Xi Jinping Has Feet of Clay

Jabin T. Jacob, PhD, Fellow, Institute of Chinese Studies

The Central Committee of the Communist Party of China has suggested removing term limits for the President and Vice-President of the People’s Republic of China. The immediate implication is that President Xi Jinping could conceivably continue for a third term or more in office.

However, the more important one is that this sets a precedent for doing away with the norm of a two-term limit developed over the past couple of decades for the CPC General Secretary – the most powerful position Xi holds.

This development then appears to confirm long-standing speculation that Xi was aiming to carry on in power at the next CPC National Congress in 2022.

Other amendments to the PRC constitution being mooted by the CPC also confirm the possibility. One such is the addition of ‘Xi Jinping Thought on Socialism with Chinese Characteristics for a New Era’ in the PRC Constitution. In this case, this is a foregone conclusion since Xi Jinping Thought was already included in the CPC constitution at the 19th Party National Congress last October.
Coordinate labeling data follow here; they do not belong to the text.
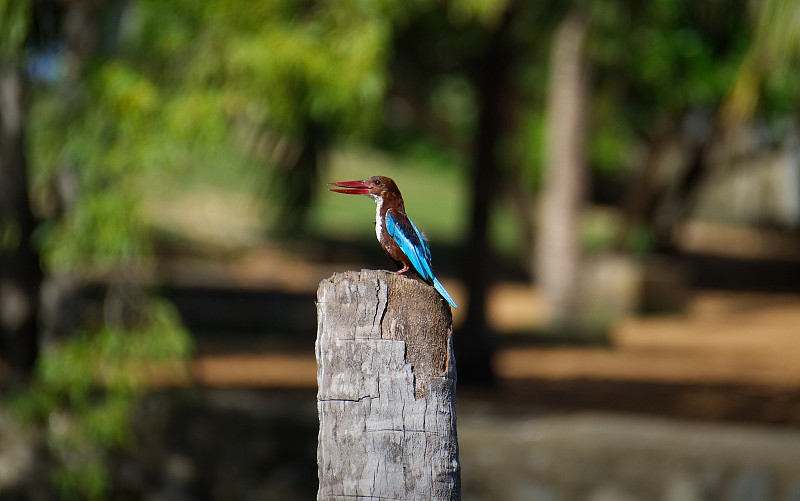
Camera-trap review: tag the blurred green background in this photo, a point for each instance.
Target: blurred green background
(611, 190)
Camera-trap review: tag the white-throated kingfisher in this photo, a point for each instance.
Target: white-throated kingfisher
(399, 237)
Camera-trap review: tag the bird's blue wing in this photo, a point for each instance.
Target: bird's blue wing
(410, 240)
(412, 243)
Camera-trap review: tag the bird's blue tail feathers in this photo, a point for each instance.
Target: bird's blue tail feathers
(439, 287)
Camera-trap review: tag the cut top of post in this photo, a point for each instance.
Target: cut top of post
(380, 305)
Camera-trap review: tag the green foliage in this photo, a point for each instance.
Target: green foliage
(14, 21)
(86, 389)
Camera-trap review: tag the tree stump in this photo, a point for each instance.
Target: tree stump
(387, 390)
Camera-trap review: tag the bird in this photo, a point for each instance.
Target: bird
(397, 234)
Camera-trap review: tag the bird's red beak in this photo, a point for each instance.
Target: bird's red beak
(351, 187)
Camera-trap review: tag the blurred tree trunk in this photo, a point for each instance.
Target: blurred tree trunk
(558, 245)
(20, 275)
(474, 341)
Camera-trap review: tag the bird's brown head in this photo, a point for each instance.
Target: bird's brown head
(375, 186)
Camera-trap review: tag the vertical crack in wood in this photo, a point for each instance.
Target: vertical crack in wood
(381, 371)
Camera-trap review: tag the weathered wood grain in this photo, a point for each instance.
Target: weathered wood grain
(387, 383)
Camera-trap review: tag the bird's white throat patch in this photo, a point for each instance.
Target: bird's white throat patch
(378, 221)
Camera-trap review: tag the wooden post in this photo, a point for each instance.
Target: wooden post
(387, 390)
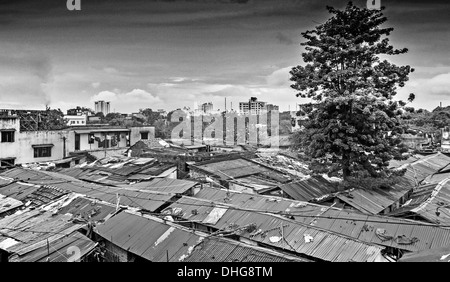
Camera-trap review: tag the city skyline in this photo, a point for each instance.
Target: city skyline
(171, 54)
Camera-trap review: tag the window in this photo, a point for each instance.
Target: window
(7, 162)
(91, 138)
(7, 136)
(42, 151)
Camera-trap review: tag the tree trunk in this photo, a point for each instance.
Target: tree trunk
(345, 166)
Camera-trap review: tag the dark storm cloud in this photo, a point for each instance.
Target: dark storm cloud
(284, 39)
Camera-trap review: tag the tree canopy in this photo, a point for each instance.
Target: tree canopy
(354, 126)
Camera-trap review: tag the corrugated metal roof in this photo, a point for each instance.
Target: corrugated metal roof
(434, 255)
(57, 250)
(358, 226)
(120, 171)
(32, 229)
(214, 249)
(28, 230)
(148, 238)
(236, 168)
(8, 204)
(428, 202)
(375, 200)
(309, 189)
(139, 196)
(258, 202)
(275, 228)
(167, 185)
(87, 209)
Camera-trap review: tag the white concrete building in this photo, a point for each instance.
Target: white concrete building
(43, 146)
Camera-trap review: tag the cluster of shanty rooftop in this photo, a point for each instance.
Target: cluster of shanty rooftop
(221, 208)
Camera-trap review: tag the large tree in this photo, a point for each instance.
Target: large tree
(353, 127)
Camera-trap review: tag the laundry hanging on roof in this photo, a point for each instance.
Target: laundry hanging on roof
(382, 234)
(403, 240)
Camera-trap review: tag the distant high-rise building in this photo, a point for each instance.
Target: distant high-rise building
(253, 106)
(206, 107)
(102, 107)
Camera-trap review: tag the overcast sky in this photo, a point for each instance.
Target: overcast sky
(170, 54)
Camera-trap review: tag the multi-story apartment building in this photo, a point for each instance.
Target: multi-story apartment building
(253, 106)
(22, 147)
(102, 107)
To understand what exactly has happened and how, Indians need only remember how their own bureaucrats bend the rules or create new ones at will, if necessary – to push their own aggrandizement while in office or to comfortable post-retirement sinecures.

Like the Indian babu – and CPC cadre are essentially bureaucrat-politicians – Xi and the CPC justify these moves in the name of ‘efficiency’, ‘expertise’, ‘capability’, even ‘merit’ and ‘respect for the Constitution’.

Note, for instance, that the state-run Xinhua News Agency had quoted Xi – only a few hours before news of the proposed changes to the PRC Constitution was announced – as saying that ‘No organization or individual has the power to overstep the Constitution or the law’.

Driving home this point even more sharply is a Global Times editorial that declares brazenly, ‘We are living in a changing and sophisticated era where individuals have limited horizon and capability’. Somehow the point about one individual being empowered at the expense of 1.3 billion others has been missed.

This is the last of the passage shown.